The objective of this thesis was to evaluate the representation of thermally driven winds in the Inn Valley, Austria, in the Weather Research and Forecasting (WRF) model and its sensitivity to the horizontal grid size (Δx) and planetary boundary layer (PBL) parameterization scheme. Furthermore, the interaction between the along-valley flow, the mountain-plain wind circulation (MPWC), and the synoptic flow was investigated. For this purpose, IOP8 of the CROSSINN campaign was simulated using three different WRF setups. M1 used Δx = 1 km and a traditional 1D PBL scheme (MYNN 2.5), M02 used Δx = 200 m and the same 1D PBL scheme, and S02 used Δx = 200 m but a new scale-adaptive PBL scheme (SMS-3DTKE).

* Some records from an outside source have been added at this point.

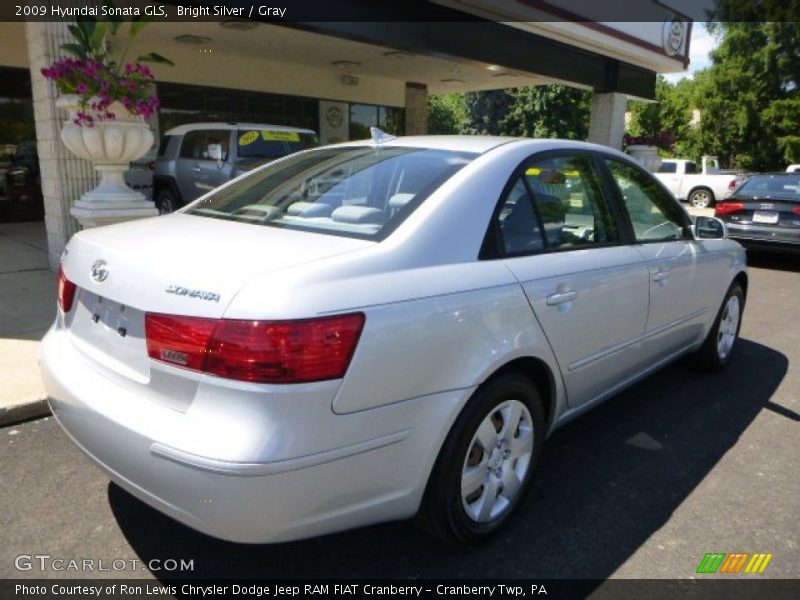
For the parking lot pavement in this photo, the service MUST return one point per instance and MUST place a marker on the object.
(642, 487)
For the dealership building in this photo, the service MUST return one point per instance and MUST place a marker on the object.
(340, 78)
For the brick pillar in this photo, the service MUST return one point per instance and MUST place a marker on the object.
(607, 122)
(64, 177)
(416, 108)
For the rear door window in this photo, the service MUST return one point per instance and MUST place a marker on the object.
(206, 145)
(654, 214)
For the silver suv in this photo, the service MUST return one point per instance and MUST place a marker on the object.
(193, 159)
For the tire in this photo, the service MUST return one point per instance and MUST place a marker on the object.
(507, 415)
(701, 198)
(717, 349)
(166, 202)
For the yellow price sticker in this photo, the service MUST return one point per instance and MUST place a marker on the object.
(280, 136)
(248, 138)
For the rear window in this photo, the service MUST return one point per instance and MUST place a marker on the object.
(352, 191)
(785, 186)
(209, 144)
(272, 143)
(162, 148)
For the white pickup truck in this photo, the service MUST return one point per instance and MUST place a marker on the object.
(700, 186)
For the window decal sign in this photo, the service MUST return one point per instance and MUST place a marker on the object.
(280, 136)
(248, 137)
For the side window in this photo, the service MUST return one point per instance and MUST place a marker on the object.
(162, 148)
(206, 145)
(519, 228)
(569, 203)
(654, 214)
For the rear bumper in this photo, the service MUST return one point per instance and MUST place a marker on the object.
(364, 468)
(758, 236)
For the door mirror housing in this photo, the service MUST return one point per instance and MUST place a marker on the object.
(709, 228)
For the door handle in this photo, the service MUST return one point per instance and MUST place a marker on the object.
(661, 275)
(560, 298)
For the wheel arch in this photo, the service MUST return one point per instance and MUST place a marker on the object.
(742, 279)
(162, 183)
(540, 375)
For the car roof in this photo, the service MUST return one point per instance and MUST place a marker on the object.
(782, 174)
(475, 143)
(182, 129)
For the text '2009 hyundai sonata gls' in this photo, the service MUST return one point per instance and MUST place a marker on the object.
(375, 330)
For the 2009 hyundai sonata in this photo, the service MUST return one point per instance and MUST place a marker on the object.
(374, 330)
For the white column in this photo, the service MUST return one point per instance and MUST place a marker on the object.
(64, 177)
(607, 122)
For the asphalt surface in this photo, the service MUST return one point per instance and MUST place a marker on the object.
(641, 487)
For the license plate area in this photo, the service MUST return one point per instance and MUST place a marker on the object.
(106, 329)
(766, 217)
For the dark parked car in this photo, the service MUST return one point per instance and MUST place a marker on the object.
(196, 158)
(23, 186)
(764, 212)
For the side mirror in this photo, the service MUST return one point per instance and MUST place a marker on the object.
(709, 228)
(214, 152)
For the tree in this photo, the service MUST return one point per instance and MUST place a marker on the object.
(535, 111)
(487, 112)
(749, 97)
(447, 114)
(549, 111)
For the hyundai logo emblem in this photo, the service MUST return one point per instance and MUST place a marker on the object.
(99, 271)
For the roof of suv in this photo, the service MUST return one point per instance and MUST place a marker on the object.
(182, 129)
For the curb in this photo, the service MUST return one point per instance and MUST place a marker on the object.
(12, 415)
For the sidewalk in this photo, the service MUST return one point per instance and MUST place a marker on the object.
(27, 309)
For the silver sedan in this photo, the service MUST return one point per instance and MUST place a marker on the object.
(377, 330)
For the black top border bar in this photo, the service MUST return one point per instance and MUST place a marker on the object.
(408, 11)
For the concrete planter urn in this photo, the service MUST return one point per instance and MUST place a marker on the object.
(110, 145)
(647, 156)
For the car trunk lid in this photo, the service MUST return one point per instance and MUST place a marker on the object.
(176, 264)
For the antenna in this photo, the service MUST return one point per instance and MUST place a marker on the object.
(380, 137)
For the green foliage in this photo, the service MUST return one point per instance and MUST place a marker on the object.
(749, 97)
(447, 114)
(487, 112)
(540, 111)
(549, 111)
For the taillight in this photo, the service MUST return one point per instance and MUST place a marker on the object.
(178, 340)
(66, 291)
(726, 208)
(257, 351)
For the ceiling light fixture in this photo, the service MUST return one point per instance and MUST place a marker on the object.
(346, 64)
(398, 54)
(239, 25)
(187, 38)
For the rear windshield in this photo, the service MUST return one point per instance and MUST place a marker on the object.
(269, 143)
(783, 186)
(361, 192)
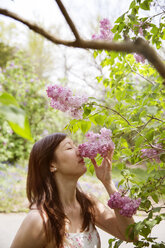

It was found that the along-valley flow in the Inn Valley strongly interacts with the synoptic flow. When WRF overestimated the north(-easterly) synoptic flow in the close proximity of the Inn Valley entrance, forced channeling of this synoptic flow supported an up-valley flow during the second night which was not observed during IOP8. This highlights that small differences in the synoptic flow field can impact the along-valley wind simulations in the Inn Valley. Furthermore, an interaction of the MPWC with the valley atmosphere was found. During the afternoon of IOP8, the MPWC interacted with the synoptic flow above the mountains north of the Inn Valley and penetrated into the Inn Valley at several locations. The resulting downslope wind supported the formation of a cross-valley temperature gradient in the lower valley atmosphere and enhanced turbulent mixing in the upper valley atmosphere. These results demonstrate that the different scales strongly interact with each other even during a day of weak synoptic forcing.
The reduction of Δx from 1 km to 200 m did neither strongly affect the mean structure and timing of the thermally driven winds nor the scale interaction. Nevertheless, M1 did not resolve the quasi-stationary gravity waves formed in M02 due to their too short wave length and produced weaker mixing at the top of the valley wind as well as near the penetration of the MPWC.
The new scale adaptive PBL scheme provided reasonable results but no noticeable improvements compared to the 1D scheme. In fact, the flow fields of S02 are smoother than of M02 (e.g., weaker gravity wave amplitudes and smaller wind speed fluctuations) which may result from stronger horizontal and/or vertical diffusion.